Waiting for a Miracle

Life is full of miracles.  I don’t mean the inexplicable things that are impossible and then truly happen, those things that saints have to do to earn sainthood.  I mean the ordinary things that happen regularly in life but seem miraculous.  Like spring.

Right now it seems to me that spring will be a miracle.  For those of us who live north of the forty ninth, the joy of winter is wearing off.  My pre winter mantra is “the more snow, the better”.  Well, I’m completely over that now.  Enough with the snow.  And this relentless chill is making me crazy.  I want to go out the door without layering up.  I want to hear the drip of the downspout, the bird reunion in the evergreens, I want to smell the earth.  I want to feel light again, and warm.  I am claustrophobic with silent white and icy air.  

So many of life’s moments are miracles.  All of those blurred years of child raising and the result: three young adult children who function in the world, kind and loving and generous.  This is miraculous to both Paul and I.  How did this happen, particularly when the two of us still feel we are waiting for our own grown up selves to appear.  It is a miracle, trivial but astonishing to me, every time a meal gets placed on the table for guests, without a serious explosion or some of it ending up thrown at the wall in desperation.  Is not every single birth a miracle?  Waiting those months while a child grows inside the womb and then, the waiting over, the miracle appears.  Does the waiting make it more miraculous?

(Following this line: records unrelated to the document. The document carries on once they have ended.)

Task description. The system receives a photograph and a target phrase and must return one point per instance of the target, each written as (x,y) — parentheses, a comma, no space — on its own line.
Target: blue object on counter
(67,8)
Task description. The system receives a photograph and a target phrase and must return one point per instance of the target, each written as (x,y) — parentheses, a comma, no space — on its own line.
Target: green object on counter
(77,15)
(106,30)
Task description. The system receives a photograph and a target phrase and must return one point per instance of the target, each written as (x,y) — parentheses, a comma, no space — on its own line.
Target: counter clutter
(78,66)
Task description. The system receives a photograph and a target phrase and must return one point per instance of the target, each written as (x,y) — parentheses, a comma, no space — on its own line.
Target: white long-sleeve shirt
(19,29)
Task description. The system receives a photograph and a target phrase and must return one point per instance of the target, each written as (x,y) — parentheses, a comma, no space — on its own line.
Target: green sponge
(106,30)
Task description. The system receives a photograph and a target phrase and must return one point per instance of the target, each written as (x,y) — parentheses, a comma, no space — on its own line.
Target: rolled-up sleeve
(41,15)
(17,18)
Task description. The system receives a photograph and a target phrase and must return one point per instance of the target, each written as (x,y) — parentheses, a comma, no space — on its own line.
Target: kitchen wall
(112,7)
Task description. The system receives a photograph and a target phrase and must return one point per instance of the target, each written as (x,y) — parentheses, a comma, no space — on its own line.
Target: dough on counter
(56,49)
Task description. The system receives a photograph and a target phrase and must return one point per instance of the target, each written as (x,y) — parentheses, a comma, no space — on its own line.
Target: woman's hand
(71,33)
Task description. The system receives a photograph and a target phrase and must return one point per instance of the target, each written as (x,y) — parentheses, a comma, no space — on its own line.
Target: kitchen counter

Four years ago we met Jawad.  We waited with him until he was granted refugee status here in Canada.  One year later he found his younger brother, Naqib, which was a miracle in itself.  Now we wait for Naqib, his arrival in Canada and a grand reunion.  We are in limbo.  The more we wait, the more it seems that it may take a miracle to actually get Naqib to Canada.  He has had the interview, he is only waiting for the visa and the ticket “home”.  Everyday is another day to add to the months and months of waiting.  Sometimes his existence in our lives seems like a dream we once had.  Perhaps it is not real, maybe we have made this whole thing up.  Is it possible that we have invested so much of ourselves in a story?  But how do you explain the conversations we have every single morning across the ocean with this young man.  These hopeful, positive, trust filled talks about what he has done during the day that has just passed in Turkey and what we will do during the day that is just beginning for us here in Canada.  These are real conversations that always end with encouragement and hope.  We have readIMG_1424 so many books together out loud, through an online app, each of us using our own tablet, unseen by the other.  Isn’t it time for him to be here, to hold a paper book across the table from us as we learn?  Isn’t it time for the light to come back, for the cold to go, for the ground under our feet to dry out and be solid?  We trust in the promise of a future we can’t quite see the details of.  We wait for miracles, for the miraculous.  We wait.

 

2 thoughts on “Waiting for a Miracle

  1. SO hard when waiting goes on and on past the time frame as promised. Waiting for a miracle is exhausting as one’s hopes go up and down. Hmm reminds me of something:
    “… those who wait upon the Lord shall renew their strength;…
    they shall rise up on wings as eagles…”
    Isaiah 40:31
    You are strong and good at waiting. May the wait end SOON, may Naqib’s plane rise up like an eagle and land in snowy Calgary, to end the waiting.